Sem saber se está de partida ou chegada, um homem tenta resolver os problemas de seu desgastado casamento, quando um suposto amante de sua esposa surge reivindicando o lugar de chefe da família. Marcada por desejos frustrados e dificuldade de comunicação, a relação entre os três se complica ainda mais com a chegada de uma excêntrica mulher que diz não saber ao certo quem é. Juntos, os quatro personagens se reconhecem e se estranham na mesma medida, empreendendo uma luta contra a solidão e a falta de lógica do universo em que vivem. Para não dizer que é simples assim, a trama se passa em um aeroporto que poderia muito bem ser a casa deles, ou também qualquer lugar. Mais que isso, a trama não tem destino certo: a plateia é quem decide o final. Com ingressos a R$ 10 para estudantes e terceira idade e R$ 20 para o público em geral, o espetáculo acontece no Teatro do Sesc, neste domingo às 20h.
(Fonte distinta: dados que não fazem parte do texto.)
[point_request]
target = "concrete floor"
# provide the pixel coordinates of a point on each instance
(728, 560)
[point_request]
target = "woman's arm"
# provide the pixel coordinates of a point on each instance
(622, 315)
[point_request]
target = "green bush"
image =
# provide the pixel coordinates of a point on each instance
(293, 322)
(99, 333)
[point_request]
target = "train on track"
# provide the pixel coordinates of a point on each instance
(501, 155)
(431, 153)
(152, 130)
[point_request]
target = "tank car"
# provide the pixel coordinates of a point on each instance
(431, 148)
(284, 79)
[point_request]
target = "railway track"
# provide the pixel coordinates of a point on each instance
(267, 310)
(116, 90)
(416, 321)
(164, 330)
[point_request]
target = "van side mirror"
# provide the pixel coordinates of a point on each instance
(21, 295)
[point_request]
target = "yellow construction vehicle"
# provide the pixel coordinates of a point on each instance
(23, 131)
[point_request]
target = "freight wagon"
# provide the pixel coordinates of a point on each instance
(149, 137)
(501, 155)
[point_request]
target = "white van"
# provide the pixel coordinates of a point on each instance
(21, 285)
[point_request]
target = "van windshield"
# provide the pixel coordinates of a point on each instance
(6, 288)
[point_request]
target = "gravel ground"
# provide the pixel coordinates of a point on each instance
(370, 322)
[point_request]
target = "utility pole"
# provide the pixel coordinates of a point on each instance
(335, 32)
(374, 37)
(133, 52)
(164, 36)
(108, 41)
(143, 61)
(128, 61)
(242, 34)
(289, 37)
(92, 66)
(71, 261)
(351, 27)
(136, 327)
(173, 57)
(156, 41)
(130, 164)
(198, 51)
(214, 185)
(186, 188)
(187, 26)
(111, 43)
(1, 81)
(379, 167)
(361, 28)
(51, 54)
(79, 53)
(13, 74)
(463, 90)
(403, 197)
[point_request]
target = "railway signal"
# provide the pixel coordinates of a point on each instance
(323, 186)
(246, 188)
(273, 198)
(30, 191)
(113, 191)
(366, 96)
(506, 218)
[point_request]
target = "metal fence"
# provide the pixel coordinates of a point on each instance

Entrevista com a diretora Tainah Dadda

Segundo - O elogiado texto do autor latino Jorge Diaz é um dos pontos fortes do espetáculo. De que ele fala e como isso é trabalhado pelo elenco?
Tainah Dadda -
Jorge Díaz é um dramaturgo conhecido pelo seu humor sarcástico e o jogo de palavras em sua obra. Desvario é uma comédia em que tais características estão muito presentes ao abordar a crise de identidade do indivíduo contemporâneo e, consequentemente, as dificuldades de relacionamento e comunicação com os outros. O espetáculo transforma os jogos de palavras com forte referência nonsense do autor em jogo cênico entre os atores, oferecendo assim várias possibilidades de leitura da trama da peça e das relações que se estabelecem entre os personagens. Na medida em que eles mesmos não têm certeza de quem são e o que fazem ali, a ideia não é concluir e fornecer uma resposta ao público e, sim, permitir que essa conjectura, questione a condição dos personagens e de si mesmo.

Segundo - Qual o papel do cenário - um aeroporto - no desenrolar da peça? O que esse lugar de passagem diz sobre a situação dos personagens?
TD -
Um aeroporto é um local de passagem, frio, sem identidade. Os personagens podem ser meros transeuntes desconhecidos, ou velhos amigos, ou uma família. Eles não sabem se reconhecer ou definir. Por isso, a opção de situar a ação da peça em um aeroporto visa acentuar a crise por eles vivida e a sensação de estranheza e absurdo no público, já que, embora o espaço de atuação seja sempre codificado como um aeroporto, muitas vezes os personagens agem como se estivessem em casa.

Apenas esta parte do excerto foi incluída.